Cuba has said it would release the 63-year-old in exchange for the so-called Cuban Five, convicted Cuban intelligence operatives being held by the United States. The Obama administration, however, has publicly refused to entertain such a trade, and officials said there is unlikely to be significant improvement in the relationship until Gross is released. But Kerry, who played a key role in normalizing relations with communist Vietnam in the early 1990s, is seen as particularly receptive to new ways to change a relationship many believe to be a relic of the Cold War. Recalling his work on Vietnam, Kerry published an article in 2009 in the St. Petersburg Times in Florida, where the Cuba issue remains politically charged. His article called for a lifting of all travel restrictions.
The result of normalized relations with Vietnam has produced a former foe “that is less isolated, more market-oriented, and, yes, freer. . . . Yet when it comes to a small impoverished island 90 miles off the coast of Florida, we cling to a policy that has manifestly failed for nearly 50 years. “While our Cuba policy has largely stood still, reality has changed dramatically.
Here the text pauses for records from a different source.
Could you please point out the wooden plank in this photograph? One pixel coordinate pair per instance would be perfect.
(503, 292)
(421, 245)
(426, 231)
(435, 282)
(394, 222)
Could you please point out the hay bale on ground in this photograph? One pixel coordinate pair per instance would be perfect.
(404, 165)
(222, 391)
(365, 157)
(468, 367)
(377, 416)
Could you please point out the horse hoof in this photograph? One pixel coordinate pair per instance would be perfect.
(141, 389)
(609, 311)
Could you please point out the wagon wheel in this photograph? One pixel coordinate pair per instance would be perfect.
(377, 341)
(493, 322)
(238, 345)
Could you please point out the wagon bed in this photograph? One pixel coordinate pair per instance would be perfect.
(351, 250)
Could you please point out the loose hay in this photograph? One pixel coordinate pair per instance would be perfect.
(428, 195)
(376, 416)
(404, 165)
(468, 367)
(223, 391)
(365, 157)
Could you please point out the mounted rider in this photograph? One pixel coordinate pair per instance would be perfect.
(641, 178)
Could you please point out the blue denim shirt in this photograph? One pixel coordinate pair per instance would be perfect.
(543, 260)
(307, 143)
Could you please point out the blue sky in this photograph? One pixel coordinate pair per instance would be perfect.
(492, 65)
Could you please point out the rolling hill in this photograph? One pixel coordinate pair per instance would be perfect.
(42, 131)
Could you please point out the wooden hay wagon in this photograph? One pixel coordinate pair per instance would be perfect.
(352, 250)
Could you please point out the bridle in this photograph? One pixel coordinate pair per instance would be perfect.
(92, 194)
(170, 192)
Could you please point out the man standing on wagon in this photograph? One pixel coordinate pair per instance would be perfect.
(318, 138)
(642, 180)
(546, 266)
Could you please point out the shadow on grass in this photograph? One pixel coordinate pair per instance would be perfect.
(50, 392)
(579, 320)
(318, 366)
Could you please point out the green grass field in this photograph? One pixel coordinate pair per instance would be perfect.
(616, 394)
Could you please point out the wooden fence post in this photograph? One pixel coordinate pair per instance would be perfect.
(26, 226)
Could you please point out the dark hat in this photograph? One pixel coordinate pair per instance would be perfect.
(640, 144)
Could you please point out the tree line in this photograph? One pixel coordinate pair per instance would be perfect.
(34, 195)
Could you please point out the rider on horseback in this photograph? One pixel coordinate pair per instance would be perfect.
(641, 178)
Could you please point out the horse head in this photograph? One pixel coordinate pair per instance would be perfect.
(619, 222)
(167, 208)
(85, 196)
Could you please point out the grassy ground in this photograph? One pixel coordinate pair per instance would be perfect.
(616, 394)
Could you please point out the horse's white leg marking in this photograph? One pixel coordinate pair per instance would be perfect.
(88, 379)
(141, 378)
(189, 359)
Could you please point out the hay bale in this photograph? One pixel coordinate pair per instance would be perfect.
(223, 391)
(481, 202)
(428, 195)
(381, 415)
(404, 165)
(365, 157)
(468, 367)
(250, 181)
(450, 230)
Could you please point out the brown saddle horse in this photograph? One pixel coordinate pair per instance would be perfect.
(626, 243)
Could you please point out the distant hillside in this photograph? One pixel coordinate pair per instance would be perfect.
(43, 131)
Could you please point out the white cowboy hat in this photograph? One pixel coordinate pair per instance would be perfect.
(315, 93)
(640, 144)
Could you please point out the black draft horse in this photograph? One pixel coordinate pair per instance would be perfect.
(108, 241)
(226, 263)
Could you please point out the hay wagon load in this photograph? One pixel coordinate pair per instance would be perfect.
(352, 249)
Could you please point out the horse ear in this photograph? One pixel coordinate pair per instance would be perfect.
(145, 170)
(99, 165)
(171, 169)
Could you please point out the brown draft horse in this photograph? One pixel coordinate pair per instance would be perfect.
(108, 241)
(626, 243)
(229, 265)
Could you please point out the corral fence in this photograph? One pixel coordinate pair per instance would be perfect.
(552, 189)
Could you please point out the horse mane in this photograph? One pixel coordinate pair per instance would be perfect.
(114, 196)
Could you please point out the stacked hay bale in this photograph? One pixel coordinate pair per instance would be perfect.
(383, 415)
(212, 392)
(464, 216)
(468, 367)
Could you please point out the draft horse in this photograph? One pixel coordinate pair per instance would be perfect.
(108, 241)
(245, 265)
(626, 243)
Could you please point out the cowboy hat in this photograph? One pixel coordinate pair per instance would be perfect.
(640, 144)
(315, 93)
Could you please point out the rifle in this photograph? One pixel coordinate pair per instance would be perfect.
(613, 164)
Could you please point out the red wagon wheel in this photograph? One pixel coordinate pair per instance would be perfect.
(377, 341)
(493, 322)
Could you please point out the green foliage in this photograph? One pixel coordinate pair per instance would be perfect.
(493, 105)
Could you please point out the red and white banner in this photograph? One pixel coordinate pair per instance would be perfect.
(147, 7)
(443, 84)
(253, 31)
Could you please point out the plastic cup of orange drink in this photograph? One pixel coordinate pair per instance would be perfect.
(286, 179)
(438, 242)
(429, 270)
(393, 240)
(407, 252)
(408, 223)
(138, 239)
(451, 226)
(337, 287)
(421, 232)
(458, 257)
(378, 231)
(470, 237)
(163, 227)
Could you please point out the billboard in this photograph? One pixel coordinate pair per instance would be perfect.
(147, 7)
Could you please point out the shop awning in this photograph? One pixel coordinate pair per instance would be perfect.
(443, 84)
Today, the Cuban “threat” is a faint shadow, change is afoot in the Cuban leadership, and — importantly — Cuban-Americans increasingly seek broad, far-reaching interaction across the Florida Straits,” Kerry wrote. As chairman of the Senate Foreign Relations Committee in 2011, Kerry also temporarily held up US funding for the democracy-building programs in Cuba, similar to the one Gross was associated with, out of concern that they were not effective and unnecessarily confrontational.
The Obama administration cannot fully restore diplomatic relations with the Castro regime without the approval of Congress because a 1996 law stipulates that the trade embargo cannot be lifted until the nation makes democratic reforms. But Obama could remove Cuba from the terrorist list without congressional approval. “Clearly [the Cubans] are agitated by that and they have been for some time,” said McGovern, who said the issue of the terror designation was raised by the Cubans this week. “That is something the administration could do on its own and they should.”
A number of other big obstacles also block a new approach in US-Cuban relations. A primary one is the Cuban government’s continued crackdown on political dissidents. US officials maintain that while Cuba has liberalized some aspects of its economy and recently lifted restrictions on Cubans’ ability to travel outside the country; it still does not tolerate opposition to its one-party system. As a result, there remain deep divisions over US-Cuba policy. Roger Noriega, who served as assistant secretary of state for western hemisphere affairs in the Bush administration, said “the fact that the Cuban people are systematically denied human rights remains the single biggest obstacle. It is not about us. It is not about Alan Gross. It is not about the terror designation. It is the reality on the ground. Until they dismantle the police state and free political prisoners no unilateral steps should be taken.”
Even the State Department’s most recent reports to Congress have downplayed Cuba’s role in terrorism. Last year, the State Department reported that “there was no indication that the Cuban government provided weapons or paramilitary training for either ETA or the FARC.”
Editor’s Note: In February 1996, the Castro government murdered four Americans in international airspace over the Straits of Florida. The intelligence component of the mission — codenamed Operation Scorpion — was executed by the Wasp Network, a massive spy ring which spread from Key West north to New York City and then west to Louisiana and Mexico City. The Wasp Network was run by the Directorate of Intelligence (DI) in partnership with the Directorate of Military Intelligence (DIM). All aspects of the downing of the two unarmed civilian aircraft were personally approved by both Raul and Fidel Castro.